For my discussion board entry about the saboteur I had zero tolerance as this is someone who tries to destroy learning for the group and who makes people feel bad. But I think I was being far too harsh. As others said there is often an underlying cause that you need to try and understand and address. There are students who you cannot reach but they are rare. In most cases you can find something to bring them back into cooperation. The question is about an individual attack. Racism and sexism are not things we can just sweep away by pushing a button. They are often hidden in attitudes. I was always proud of Leicester's race relations history as I come from that part of the country. But I was talking to one of the students from an Asian background whose family had moved from there because it was so racist!

Online we need to have ground rules for within the learning environment and these can be and should be quite strict. We should work hard to stamp out bullying and anyone making anyone else feel bad about themselves in any way. But we also have to strengthen how good people feel about themselves, so that people can deal with criticism, fair or unfair as that is what we all experience. The world is not a just place, and there are a lot of bullies who you will have to work with.

By building this confidence and security inside the learning environment this can be carried outside to the social networks. Here we have no control and the nastier side of human interactions can proliferate. On Daybreak they had everyone's favourite psychologist talking about bullying. The presenters said that because of the anonymity of the web and the inability to see the reaction people act in worse ways and are more likely to bully. Historically this is not really true. We have had no problem trading insults face-to-face and if you look at the barbarism of ancient times this was often at the point of a sword or blade of an axe. Steven Pinker argues that we are improving and becoming less violent and less nasty and I hope he is right

Monday, 2 April 2012

Student Online Attendance


I was delivering my last few weeks of F2F teaching and in one class I had 7 out of 70 and in another 20 out of 100. This does not annoy me as students are responsible for their own learning. If they do not take opportunities for learning they either do not need them, or they are making their lives harder later.

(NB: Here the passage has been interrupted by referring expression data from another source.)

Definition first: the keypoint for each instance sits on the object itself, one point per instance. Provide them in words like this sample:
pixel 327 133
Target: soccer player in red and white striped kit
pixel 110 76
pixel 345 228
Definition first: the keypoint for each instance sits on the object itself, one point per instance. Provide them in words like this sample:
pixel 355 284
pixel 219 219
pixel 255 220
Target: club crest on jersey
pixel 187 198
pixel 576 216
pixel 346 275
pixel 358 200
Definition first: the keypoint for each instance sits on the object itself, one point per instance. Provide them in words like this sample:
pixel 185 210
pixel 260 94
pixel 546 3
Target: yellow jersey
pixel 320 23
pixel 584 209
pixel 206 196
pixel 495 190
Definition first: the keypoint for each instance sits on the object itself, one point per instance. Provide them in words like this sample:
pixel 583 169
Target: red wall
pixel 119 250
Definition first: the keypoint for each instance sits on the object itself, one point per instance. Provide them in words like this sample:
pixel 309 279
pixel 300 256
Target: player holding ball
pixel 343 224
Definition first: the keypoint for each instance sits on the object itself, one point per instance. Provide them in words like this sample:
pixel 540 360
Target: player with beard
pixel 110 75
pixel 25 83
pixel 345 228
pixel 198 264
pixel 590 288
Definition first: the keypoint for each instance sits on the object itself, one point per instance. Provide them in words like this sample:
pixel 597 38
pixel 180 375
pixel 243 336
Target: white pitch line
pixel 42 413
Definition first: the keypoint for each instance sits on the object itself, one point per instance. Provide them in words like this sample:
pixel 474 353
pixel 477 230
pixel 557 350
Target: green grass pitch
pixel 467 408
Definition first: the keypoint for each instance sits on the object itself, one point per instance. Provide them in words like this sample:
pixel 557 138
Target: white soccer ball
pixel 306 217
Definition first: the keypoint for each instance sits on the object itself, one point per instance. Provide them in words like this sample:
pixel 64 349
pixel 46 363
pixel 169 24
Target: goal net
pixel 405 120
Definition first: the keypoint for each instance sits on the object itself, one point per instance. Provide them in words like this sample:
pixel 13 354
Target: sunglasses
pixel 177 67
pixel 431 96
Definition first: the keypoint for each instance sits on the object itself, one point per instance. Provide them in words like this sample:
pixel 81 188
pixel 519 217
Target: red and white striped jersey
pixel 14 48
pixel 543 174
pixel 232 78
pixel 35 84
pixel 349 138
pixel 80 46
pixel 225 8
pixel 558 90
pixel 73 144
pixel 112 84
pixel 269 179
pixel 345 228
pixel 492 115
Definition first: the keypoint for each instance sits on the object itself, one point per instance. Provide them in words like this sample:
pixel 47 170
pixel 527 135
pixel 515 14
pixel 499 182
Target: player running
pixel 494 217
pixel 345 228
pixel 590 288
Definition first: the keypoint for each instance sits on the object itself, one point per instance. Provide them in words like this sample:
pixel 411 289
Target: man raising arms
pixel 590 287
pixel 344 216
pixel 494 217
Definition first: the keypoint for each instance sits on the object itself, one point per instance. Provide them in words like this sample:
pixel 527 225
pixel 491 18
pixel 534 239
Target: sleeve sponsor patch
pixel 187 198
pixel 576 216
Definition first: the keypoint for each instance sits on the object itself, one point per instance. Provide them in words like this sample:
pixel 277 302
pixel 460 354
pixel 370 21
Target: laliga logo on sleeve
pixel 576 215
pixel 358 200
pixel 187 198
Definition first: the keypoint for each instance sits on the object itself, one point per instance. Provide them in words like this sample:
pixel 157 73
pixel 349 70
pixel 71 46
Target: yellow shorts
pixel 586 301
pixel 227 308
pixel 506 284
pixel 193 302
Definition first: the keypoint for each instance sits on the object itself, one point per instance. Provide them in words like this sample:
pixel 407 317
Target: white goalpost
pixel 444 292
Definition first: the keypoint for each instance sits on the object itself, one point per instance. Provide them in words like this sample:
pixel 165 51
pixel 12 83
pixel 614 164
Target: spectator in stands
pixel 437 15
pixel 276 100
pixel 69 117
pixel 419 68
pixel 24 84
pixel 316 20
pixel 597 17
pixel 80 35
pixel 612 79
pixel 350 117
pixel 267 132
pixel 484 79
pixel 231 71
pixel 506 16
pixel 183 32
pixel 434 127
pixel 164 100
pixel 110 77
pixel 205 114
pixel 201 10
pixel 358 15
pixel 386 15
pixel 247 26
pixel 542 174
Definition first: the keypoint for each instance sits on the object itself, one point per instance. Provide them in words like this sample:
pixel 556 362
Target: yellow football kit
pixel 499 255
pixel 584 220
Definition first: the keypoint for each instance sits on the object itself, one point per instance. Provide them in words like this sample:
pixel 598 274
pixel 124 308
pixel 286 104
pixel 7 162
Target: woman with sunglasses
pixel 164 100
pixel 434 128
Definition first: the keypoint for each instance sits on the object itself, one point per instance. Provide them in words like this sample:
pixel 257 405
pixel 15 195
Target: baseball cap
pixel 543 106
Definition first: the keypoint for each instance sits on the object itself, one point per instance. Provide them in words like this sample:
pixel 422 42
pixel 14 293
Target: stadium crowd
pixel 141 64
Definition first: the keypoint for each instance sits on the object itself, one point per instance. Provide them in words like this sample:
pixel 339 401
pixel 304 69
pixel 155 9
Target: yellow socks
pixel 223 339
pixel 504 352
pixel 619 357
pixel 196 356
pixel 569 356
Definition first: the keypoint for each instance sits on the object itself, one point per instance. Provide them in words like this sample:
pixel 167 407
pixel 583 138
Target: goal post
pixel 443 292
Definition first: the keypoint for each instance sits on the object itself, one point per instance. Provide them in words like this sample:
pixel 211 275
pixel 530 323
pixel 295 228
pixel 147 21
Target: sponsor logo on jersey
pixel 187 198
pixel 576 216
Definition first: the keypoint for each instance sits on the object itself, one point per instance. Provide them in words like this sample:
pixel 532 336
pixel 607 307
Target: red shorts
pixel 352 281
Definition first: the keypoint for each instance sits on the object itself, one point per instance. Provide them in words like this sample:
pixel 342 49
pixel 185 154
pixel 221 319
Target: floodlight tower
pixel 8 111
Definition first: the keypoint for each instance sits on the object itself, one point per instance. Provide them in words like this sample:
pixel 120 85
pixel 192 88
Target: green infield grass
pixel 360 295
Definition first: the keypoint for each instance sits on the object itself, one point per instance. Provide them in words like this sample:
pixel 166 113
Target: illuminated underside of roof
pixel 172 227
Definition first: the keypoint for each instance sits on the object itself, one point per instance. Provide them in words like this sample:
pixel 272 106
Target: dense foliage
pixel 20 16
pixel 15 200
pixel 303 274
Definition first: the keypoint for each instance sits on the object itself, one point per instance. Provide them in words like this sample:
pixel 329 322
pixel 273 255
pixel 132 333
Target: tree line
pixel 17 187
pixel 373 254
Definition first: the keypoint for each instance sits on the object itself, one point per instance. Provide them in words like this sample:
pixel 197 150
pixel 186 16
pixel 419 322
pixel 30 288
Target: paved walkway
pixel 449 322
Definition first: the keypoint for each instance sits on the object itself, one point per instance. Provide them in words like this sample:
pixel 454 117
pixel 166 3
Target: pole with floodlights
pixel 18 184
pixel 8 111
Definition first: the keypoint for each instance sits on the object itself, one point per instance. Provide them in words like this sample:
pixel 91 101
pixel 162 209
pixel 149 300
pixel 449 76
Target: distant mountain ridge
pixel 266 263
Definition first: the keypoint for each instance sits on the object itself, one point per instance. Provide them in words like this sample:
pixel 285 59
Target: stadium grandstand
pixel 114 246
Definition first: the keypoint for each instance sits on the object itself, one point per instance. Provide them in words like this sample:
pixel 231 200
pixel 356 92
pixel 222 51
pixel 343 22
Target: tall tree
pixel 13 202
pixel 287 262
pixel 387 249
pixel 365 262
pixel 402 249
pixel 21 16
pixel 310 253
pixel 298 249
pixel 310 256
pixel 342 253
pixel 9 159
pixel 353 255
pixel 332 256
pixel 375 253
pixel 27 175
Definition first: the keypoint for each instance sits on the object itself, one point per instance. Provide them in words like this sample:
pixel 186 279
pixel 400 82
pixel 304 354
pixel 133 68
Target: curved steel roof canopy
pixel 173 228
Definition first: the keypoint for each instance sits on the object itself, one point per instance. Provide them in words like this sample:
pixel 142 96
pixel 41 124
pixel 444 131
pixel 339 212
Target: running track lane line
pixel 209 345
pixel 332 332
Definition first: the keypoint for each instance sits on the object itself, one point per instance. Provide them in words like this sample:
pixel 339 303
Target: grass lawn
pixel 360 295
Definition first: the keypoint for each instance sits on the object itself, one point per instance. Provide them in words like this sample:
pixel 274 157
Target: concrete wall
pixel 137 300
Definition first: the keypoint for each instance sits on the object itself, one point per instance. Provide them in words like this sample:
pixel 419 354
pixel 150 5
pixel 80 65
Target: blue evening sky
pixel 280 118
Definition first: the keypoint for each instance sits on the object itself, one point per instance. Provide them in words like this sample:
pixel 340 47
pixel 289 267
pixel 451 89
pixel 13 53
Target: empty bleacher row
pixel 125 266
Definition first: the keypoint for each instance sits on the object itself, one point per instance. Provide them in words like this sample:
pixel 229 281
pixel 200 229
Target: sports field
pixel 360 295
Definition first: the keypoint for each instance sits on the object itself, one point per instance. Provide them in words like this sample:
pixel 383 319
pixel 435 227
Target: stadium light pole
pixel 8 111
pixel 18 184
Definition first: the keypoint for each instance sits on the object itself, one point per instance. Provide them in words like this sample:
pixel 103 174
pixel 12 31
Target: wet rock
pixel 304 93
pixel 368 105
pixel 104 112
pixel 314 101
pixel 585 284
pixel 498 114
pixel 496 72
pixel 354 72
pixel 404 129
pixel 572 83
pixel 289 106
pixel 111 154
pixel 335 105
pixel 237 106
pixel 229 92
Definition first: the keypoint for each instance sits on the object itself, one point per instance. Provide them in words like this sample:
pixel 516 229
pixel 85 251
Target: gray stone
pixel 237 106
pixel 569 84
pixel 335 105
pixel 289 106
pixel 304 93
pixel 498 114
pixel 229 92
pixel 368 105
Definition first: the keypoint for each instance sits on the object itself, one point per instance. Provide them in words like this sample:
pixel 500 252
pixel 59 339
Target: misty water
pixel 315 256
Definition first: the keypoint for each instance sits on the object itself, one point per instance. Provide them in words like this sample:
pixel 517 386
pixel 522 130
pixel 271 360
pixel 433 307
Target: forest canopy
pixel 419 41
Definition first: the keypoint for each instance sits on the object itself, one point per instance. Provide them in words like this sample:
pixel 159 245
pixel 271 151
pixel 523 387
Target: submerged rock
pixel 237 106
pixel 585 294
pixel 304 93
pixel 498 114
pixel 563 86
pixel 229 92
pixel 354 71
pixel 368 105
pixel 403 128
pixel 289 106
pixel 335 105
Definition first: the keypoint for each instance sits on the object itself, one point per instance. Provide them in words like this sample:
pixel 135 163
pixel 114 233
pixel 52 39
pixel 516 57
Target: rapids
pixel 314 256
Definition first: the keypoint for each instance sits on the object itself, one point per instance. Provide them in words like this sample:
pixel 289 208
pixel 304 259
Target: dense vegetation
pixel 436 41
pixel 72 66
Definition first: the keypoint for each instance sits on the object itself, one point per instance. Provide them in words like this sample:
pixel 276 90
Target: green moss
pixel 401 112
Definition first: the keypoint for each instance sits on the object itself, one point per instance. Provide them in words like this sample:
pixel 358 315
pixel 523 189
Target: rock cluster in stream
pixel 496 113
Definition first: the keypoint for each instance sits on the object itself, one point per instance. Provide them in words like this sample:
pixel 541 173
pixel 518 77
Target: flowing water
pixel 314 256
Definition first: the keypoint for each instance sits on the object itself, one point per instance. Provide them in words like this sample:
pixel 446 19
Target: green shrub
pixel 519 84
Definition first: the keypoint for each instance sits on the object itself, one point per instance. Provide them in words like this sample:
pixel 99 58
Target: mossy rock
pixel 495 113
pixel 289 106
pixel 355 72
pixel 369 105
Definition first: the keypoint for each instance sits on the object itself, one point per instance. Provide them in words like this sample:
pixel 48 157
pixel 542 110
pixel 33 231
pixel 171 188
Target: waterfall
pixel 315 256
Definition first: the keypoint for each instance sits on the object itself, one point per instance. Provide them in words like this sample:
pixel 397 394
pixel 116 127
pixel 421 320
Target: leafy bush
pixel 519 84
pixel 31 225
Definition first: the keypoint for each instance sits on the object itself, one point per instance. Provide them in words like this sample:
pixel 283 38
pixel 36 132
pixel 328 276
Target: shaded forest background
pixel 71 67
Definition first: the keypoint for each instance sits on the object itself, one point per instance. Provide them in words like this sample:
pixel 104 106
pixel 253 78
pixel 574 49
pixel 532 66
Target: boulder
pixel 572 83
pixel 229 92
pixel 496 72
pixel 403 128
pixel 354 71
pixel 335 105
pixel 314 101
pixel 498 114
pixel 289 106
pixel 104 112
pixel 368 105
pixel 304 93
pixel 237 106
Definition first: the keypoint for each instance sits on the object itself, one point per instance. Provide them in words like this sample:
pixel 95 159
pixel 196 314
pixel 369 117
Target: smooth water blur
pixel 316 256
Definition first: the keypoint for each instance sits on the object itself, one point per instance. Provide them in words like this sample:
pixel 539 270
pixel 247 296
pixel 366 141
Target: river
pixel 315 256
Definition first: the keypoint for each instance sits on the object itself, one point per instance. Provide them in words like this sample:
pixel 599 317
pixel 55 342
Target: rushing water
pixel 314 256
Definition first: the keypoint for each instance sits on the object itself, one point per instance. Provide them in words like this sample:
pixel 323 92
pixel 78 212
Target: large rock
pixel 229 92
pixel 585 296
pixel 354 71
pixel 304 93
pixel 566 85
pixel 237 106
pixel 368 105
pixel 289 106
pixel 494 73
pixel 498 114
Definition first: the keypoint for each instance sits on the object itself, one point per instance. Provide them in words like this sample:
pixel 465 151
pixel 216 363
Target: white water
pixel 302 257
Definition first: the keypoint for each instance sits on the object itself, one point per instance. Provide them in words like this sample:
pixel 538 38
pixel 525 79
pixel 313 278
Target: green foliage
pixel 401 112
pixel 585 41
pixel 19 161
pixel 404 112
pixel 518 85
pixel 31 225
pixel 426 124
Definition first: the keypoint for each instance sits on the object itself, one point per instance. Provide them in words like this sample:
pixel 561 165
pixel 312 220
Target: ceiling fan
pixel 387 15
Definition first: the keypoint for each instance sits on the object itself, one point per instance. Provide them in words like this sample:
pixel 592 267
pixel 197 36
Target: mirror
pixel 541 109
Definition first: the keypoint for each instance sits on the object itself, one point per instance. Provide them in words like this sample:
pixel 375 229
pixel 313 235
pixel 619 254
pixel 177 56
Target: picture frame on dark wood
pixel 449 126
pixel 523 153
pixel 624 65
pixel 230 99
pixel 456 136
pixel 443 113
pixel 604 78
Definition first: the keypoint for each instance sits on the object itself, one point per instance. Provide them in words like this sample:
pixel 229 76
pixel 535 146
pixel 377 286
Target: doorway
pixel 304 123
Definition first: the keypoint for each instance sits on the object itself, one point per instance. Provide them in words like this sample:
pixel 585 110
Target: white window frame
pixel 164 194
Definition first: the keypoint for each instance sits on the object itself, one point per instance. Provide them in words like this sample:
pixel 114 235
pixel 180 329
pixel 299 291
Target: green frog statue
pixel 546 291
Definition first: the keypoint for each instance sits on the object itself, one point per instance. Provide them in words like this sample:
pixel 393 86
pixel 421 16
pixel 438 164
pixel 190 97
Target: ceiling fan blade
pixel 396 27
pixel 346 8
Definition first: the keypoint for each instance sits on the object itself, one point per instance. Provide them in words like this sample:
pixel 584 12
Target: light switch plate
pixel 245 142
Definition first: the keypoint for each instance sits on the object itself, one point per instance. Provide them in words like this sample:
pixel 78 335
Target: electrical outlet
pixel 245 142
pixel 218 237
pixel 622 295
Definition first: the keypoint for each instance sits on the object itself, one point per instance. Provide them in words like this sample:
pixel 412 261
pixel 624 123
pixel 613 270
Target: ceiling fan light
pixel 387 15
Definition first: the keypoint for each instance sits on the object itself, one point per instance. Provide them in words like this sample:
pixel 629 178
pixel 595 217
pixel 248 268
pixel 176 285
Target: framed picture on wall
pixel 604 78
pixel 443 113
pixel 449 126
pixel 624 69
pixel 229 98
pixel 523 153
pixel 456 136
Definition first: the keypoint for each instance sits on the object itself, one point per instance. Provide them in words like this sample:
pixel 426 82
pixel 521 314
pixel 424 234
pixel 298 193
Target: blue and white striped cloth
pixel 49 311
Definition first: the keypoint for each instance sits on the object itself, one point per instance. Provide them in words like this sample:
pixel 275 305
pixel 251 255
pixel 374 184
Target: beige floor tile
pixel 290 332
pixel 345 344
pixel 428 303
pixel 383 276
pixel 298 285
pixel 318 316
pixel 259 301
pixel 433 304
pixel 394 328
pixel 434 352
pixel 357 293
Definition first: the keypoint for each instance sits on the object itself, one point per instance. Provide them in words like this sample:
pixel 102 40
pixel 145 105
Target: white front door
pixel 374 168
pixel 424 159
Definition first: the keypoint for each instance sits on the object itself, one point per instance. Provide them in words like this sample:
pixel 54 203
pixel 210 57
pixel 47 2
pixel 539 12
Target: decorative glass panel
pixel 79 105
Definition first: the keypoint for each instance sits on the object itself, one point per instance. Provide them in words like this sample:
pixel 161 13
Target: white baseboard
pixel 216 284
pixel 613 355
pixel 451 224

For the online learning I have found that there is also a problem with regularity of attendance. I had a few problems at work that have increased stress levels and meant that I have not been as committed to the course for a few weeks as I had been before. This was compounded by problems with the internet. In F2F you can see that people are not there and you can know what commitment they are making. Online it is harder to know. We need better tools to monitor student activity on the course. We need to make sure that is is spread evenly over the different components. So for example if students do not access learning materials this should be flagged up by the system to the tutors. Tutors need an effective dash-board to help them manage the course. Without this finding out how students are doing will be too time consuming and this leads to disaffection with the course on the part of the tutors as well as the students.